Thursday, September 18, 2008

Balancing Act

Most of my blogs lately have been specifically about my buisness promotions, products, and so on. Mainly, because I have had a lot happening in that area, and have been working on a lot of new items. But, this blog is about all aspects of crafting and running a business and being a mom. So for today, here is something a little different!

I have been shedding weight lately. I have wanted to lose weight for years, but haven't had much luck. Some of that was lack of lasting motivation. Some of it has been due to my medical conditions that make it a challenge for my body to actually lose weight, period. Last Christmas, my mom had my wedding rings sized bigger for me, because they were too small and I hadn't been able to wear them in months. I couldn't afford to do it, so she had it done for part of my gift. Now the rings are sliding around on my finger!

How am I doing it? I have a very, very active 4 year old boy. I substitute teach, and this year I have had a lot of work so far. Starting in about a month, I will sub full time for several months. I am crafting. I spend my down time creating, which I love, love, love. But besides crafting, I am starting, not just running but starting, a business that I think will be a success.

Now, starting a business is different from running one. Right now, I am going crazy trying to promote my shop, learn how to take fantastic photos and how to edit them, making my shop just right, and design my logo, business cards, address labels, and all that necessary "stuff". I am working hard to make my company have a cohesive look, one that is professional and interesting.

I am exploring all the places I can sell my work, where I can advertise, where I can network. I have started this blog, and kept it up to date. I have lots more ideas for it, but not enough time yet to get them into motion!
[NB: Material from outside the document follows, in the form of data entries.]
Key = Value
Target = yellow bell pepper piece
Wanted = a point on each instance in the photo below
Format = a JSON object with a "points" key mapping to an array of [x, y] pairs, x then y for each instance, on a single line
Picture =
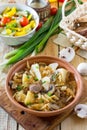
{"points": [[11, 13], [21, 33], [11, 22], [8, 31], [29, 17], [6, 10], [32, 23], [27, 27]]}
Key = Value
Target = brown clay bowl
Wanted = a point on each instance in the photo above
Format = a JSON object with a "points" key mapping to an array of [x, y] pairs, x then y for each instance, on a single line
{"points": [[46, 59]]}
I have been attending craft fairs. Which means figuring out how to display my items, how to set up my booth, and the time I invest being there. And building stock, so I have lots and lots of items to sell.
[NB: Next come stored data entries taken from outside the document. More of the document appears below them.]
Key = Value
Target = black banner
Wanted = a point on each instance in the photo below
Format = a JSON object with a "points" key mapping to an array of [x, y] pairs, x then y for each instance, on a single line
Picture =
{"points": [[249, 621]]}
So, have you wondered yet when I sleep? I don't. Not much, anyway. I don't eat much either, as I am too busy and distracted most of the time. This is how the weight is coming off. And you know what? I may be tired a lot of the time. I will have to sleep more at night when I start to teach full time. But I feel good - really good - for the first time in a long time.

I think this is because I have a purpose, and I am doing something fulfilling and creative. I love what I am doing. I love being a mom. I love teaching. And I really love running my business. After 3 years of unsuccessfully looking for a job, trying to figure out how to live with chronic illness and disabling pain and fatigue, and of dealing with a highly difficult child, I was frustrated and depressed. Not to mention broke.
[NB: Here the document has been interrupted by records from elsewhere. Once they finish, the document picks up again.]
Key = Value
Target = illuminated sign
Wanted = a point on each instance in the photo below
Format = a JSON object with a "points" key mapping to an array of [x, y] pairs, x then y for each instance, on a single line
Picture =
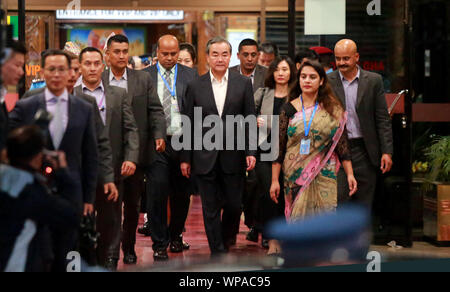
{"points": [[120, 14]]}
But now, I am helping to support my family, and I am doing something constructive on days that I can't even get off the couch. Most of all, I am expressing the artist in myself - something I have never been able to do enough. I am teaching, something that I think I was truly meant by God to do. I am raising a beautiful, loving, smart and sensitive little boy. I am fulfilled. I am crazy busy, and tired, and my house is a mess. And I love it.

1 comment:

Lenox Knits said...

Sounds like happiness to me. I find that I am happiest when I have so much going on that I don't have time to dwell on things. Instead of living inside my head, just living my life, if that makes sense. Congrats on the weight loss, I know how thrilling that can be.